Fatty acid metabolism profiles and the mediating role of inflammatory markers in hepatic steatosis individuals
10.3760/cma.j.cn115822-20240712-00123
- VernacularTitle:肝脂肪变性人群的脂肪酸代谢特征及炎症标志物的中介效应
- Author:
Wenwen XU
1
;
Chen WANG
1
;
Jiawei LI
1
;
Xuan ZHENG
1
Author Information
1. 海军军医大学第一附属医院临床营养科,上海 200433
- Publication Type:Journal Article
- Keywords:
Fatty acid;
Hepatic steatosis;
National Health and Nutrition Examination Survey;
Inflammation
- From:
Chinese Journal of Clinical Nutrition
2025;33(3):200-209
- CountryChina
- Language:Chinese
-
Abstract:
Objective:To investigate the characteristics of fatty acid metabolism in the hepatic steatosis (HS) population and to explore the role of inflammation in the relationship between fatty acid metabolism and HS.Methods:A total of 3 112 subjects from the 2011–2014 National Health and Nutrition Examination Survey (NHANES) database were included in this retrospective study, among whom 1 552 were in the HS group (weighted percentage: 49.87%) and 1 560 in the control group (weighted percentage: 50.13%). The differences in dietary fatty acid and serum free fatty acid (FFA) levels and metabolic characteristics were compared. Logistic and weighted quantile sum (WQS) regression models were used to evaluate the impacts of various FFA indexes on HS. Mediation analysis was conducted to examine whether inflammation served as a mediator in the relationship between FFA and HS.Results:Dietary fatty acid intake did not differ significantly between the HS and control groups. However, serum FFA metabolism characteristics differed between these two groups, with the concentrations of 28 FFAs in the HS group significantly higher than those in the control group. The risk of HS was correlated negatively with serum unsaturated fatty acids/saturated fatty acids ( OR=0.69, 95% CI: 0.64–0.75, P<0.001), polyunsaturated fatty acids/saturated fatty acids ( OR=0.63, 95% CI: 0.99–0.69, P<0.001), and Health Promotion Index ( OR=0.78, 95% CI: 0.74–0.82, P<0.001) but positively with thrombosis index ( OR=2.20, 95% CI: 1.89–2.55, P<0.001). The WQS model showed that behenic acid had the greatest contribution weight to increase the risk of HS among the 30 FFAs.
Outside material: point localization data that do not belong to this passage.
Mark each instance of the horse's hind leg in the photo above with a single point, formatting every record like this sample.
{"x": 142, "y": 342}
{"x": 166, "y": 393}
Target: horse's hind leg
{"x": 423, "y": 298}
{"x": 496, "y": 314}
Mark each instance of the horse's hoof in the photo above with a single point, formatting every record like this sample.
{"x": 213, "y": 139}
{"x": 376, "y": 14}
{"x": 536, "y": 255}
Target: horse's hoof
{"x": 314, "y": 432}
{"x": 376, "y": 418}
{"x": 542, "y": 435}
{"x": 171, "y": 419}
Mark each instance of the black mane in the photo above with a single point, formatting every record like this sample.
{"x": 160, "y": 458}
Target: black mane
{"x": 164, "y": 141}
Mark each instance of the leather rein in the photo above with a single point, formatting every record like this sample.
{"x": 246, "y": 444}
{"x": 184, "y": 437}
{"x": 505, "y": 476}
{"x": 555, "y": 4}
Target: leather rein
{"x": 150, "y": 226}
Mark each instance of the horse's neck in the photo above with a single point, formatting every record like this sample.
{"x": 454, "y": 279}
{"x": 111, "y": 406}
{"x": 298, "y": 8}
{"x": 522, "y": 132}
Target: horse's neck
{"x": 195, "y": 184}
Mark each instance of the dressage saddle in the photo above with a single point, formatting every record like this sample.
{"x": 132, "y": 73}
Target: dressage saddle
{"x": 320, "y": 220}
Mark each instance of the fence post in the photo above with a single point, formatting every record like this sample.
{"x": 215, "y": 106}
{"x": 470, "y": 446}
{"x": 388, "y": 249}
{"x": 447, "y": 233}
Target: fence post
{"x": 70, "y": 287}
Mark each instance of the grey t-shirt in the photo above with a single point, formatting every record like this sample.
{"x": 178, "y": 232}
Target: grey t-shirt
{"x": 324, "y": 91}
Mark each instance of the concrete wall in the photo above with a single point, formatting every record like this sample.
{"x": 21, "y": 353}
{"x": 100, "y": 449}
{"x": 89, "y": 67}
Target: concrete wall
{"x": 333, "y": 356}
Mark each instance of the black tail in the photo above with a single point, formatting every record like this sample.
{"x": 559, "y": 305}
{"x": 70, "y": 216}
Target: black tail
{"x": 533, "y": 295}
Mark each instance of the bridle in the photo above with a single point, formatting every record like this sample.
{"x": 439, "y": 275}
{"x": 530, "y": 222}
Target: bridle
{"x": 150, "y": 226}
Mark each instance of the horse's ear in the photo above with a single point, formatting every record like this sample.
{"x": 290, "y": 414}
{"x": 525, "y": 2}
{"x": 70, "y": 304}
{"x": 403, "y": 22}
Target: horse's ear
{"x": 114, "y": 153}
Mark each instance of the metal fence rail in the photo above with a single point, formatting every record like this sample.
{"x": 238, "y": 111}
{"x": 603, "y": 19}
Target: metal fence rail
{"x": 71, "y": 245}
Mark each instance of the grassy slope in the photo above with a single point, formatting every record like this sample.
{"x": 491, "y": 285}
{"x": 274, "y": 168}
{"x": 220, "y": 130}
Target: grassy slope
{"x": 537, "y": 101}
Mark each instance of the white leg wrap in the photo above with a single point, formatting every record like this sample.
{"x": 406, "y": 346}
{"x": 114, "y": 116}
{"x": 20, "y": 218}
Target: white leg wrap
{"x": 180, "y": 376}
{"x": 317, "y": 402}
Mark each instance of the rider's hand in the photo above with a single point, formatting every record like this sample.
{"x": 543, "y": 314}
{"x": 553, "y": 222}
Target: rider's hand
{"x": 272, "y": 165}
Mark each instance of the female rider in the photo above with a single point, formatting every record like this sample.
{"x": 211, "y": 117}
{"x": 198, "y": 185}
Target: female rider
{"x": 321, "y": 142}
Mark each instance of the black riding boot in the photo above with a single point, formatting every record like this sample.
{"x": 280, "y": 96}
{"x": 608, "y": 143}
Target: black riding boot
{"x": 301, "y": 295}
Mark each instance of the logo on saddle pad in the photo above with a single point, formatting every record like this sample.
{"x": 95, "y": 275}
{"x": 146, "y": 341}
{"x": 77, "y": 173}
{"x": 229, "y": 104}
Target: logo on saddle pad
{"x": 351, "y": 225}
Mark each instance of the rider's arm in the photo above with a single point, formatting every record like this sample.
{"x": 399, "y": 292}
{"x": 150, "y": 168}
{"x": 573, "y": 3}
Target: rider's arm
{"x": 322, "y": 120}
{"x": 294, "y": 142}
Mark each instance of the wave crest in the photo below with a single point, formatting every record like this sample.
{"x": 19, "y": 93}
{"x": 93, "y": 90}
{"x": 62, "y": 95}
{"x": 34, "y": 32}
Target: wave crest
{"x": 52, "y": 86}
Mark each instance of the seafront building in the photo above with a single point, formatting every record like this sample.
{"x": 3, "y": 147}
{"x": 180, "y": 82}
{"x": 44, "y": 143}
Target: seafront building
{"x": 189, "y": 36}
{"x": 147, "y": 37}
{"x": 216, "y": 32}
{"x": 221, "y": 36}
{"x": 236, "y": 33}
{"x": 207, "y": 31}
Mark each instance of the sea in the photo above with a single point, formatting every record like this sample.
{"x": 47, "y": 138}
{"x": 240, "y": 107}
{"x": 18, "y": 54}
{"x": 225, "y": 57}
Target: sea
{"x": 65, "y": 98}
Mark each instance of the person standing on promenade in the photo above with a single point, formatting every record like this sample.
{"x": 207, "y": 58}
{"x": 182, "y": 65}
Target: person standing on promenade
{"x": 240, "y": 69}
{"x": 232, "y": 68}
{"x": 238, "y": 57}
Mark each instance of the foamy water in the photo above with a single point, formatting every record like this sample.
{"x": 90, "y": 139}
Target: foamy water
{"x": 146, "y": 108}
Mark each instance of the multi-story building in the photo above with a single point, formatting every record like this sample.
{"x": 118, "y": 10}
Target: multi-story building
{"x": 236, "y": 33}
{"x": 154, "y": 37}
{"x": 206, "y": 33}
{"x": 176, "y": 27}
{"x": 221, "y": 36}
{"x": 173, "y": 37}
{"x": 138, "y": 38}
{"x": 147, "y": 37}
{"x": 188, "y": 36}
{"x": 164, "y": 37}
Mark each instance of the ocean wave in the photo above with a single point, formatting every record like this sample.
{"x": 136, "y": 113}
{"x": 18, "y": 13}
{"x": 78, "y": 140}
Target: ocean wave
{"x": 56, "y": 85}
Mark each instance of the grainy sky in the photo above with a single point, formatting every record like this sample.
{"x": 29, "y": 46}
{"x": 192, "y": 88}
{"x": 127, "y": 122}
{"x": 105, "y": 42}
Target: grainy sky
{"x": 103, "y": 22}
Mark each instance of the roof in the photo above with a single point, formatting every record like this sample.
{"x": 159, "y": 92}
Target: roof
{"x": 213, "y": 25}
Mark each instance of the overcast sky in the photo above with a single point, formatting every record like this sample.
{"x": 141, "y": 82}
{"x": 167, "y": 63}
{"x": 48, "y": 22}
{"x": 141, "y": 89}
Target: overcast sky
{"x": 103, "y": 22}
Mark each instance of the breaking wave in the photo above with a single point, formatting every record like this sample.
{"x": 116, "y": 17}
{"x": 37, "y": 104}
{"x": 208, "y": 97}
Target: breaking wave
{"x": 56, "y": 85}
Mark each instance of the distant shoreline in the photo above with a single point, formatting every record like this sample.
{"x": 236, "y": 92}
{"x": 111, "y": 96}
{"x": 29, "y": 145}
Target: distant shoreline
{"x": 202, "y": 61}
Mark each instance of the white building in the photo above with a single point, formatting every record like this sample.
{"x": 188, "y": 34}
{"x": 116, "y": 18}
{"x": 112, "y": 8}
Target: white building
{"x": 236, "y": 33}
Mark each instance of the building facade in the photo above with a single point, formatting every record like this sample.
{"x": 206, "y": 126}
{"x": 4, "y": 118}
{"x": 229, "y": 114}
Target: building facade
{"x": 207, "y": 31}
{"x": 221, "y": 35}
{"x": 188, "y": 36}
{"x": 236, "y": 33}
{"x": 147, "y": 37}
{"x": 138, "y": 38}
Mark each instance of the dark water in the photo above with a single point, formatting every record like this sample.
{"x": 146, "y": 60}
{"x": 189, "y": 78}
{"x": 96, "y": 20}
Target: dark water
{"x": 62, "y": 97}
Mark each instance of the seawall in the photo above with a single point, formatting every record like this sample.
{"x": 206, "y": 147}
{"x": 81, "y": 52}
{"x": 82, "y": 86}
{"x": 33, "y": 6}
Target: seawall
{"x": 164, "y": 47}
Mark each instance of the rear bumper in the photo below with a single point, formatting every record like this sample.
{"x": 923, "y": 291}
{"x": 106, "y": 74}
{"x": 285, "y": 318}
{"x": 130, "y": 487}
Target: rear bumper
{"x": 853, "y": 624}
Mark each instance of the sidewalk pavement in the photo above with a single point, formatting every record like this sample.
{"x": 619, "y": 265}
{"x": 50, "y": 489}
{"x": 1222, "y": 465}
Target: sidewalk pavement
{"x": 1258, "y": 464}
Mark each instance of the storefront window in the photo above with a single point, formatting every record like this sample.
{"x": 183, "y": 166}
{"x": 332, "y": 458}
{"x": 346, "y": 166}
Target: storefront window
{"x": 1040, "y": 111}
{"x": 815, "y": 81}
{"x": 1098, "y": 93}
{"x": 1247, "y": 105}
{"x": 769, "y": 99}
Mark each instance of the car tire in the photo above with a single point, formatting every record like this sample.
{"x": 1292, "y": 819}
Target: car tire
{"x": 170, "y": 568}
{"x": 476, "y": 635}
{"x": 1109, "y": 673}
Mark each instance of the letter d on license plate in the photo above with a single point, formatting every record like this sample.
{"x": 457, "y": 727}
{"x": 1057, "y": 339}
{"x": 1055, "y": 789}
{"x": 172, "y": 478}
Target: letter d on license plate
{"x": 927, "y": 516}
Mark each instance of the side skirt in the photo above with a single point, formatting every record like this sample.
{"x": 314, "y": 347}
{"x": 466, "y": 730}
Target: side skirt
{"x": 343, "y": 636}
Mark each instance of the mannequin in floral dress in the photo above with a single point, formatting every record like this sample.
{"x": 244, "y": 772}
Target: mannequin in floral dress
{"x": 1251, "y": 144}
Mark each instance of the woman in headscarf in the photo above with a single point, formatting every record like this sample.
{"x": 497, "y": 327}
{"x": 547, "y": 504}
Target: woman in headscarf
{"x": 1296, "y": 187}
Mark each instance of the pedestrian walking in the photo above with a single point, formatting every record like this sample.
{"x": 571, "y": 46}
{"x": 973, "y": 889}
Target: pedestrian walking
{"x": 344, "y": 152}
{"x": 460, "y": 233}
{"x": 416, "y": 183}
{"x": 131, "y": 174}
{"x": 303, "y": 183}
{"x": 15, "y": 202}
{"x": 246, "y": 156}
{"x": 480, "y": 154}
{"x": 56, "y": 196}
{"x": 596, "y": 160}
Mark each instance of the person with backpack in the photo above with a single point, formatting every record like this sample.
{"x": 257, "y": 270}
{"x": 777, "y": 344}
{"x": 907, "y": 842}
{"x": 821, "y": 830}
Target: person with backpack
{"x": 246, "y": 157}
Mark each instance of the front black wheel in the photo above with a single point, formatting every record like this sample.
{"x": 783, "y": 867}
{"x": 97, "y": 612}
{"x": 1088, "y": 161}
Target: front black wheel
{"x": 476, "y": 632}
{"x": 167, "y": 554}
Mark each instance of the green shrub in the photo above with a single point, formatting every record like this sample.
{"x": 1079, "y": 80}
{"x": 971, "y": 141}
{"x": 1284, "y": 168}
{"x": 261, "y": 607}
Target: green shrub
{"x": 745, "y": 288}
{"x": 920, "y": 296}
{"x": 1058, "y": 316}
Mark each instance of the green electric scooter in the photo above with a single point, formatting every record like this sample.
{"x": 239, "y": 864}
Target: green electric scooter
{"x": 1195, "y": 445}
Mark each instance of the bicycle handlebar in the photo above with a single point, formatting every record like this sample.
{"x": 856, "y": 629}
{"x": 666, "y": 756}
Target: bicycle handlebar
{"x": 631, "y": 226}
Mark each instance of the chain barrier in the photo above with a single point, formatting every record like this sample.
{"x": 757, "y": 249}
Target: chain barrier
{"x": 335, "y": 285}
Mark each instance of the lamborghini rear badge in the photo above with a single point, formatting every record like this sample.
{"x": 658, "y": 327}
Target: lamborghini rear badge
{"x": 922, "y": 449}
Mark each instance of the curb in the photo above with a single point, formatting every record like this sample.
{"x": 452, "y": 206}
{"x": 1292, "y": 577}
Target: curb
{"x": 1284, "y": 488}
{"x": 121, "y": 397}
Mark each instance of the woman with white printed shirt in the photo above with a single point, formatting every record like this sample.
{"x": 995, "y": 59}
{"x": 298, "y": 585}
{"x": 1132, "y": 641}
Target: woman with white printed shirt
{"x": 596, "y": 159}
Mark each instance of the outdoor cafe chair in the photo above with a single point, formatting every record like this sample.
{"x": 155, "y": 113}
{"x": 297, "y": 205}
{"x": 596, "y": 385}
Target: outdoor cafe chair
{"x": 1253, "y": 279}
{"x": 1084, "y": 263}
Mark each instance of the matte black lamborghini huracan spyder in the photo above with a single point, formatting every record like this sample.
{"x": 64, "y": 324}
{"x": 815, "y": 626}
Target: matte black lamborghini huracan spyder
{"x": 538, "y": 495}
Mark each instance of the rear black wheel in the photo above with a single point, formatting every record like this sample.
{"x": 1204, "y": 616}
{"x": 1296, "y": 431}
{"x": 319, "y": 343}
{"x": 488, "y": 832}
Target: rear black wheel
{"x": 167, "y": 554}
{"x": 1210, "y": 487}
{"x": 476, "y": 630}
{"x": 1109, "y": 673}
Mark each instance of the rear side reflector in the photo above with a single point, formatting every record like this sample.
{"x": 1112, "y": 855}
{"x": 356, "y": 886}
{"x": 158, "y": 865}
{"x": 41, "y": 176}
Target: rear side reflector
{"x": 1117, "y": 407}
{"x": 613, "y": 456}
After adjusting for confounding factors, the risk of HS increased by 167% (95% CI: 2.14–3.34, P<0.001) for each unit increase in the WQS index. Further mediation analysis showed that albumin/globulin ratio, white blood cell count, and neutrophil to platelet ratio significantly mediated the relationship between serum FFA and HS ( P<0.05). Conclusion:People with similar dietary fatty acid structures may present different serum FFA metabolism characteristics. Serum FFA level correlates with the risk of HS, and inflammation plays an important role in mediating the relationship between fatty acid metabolism and HS.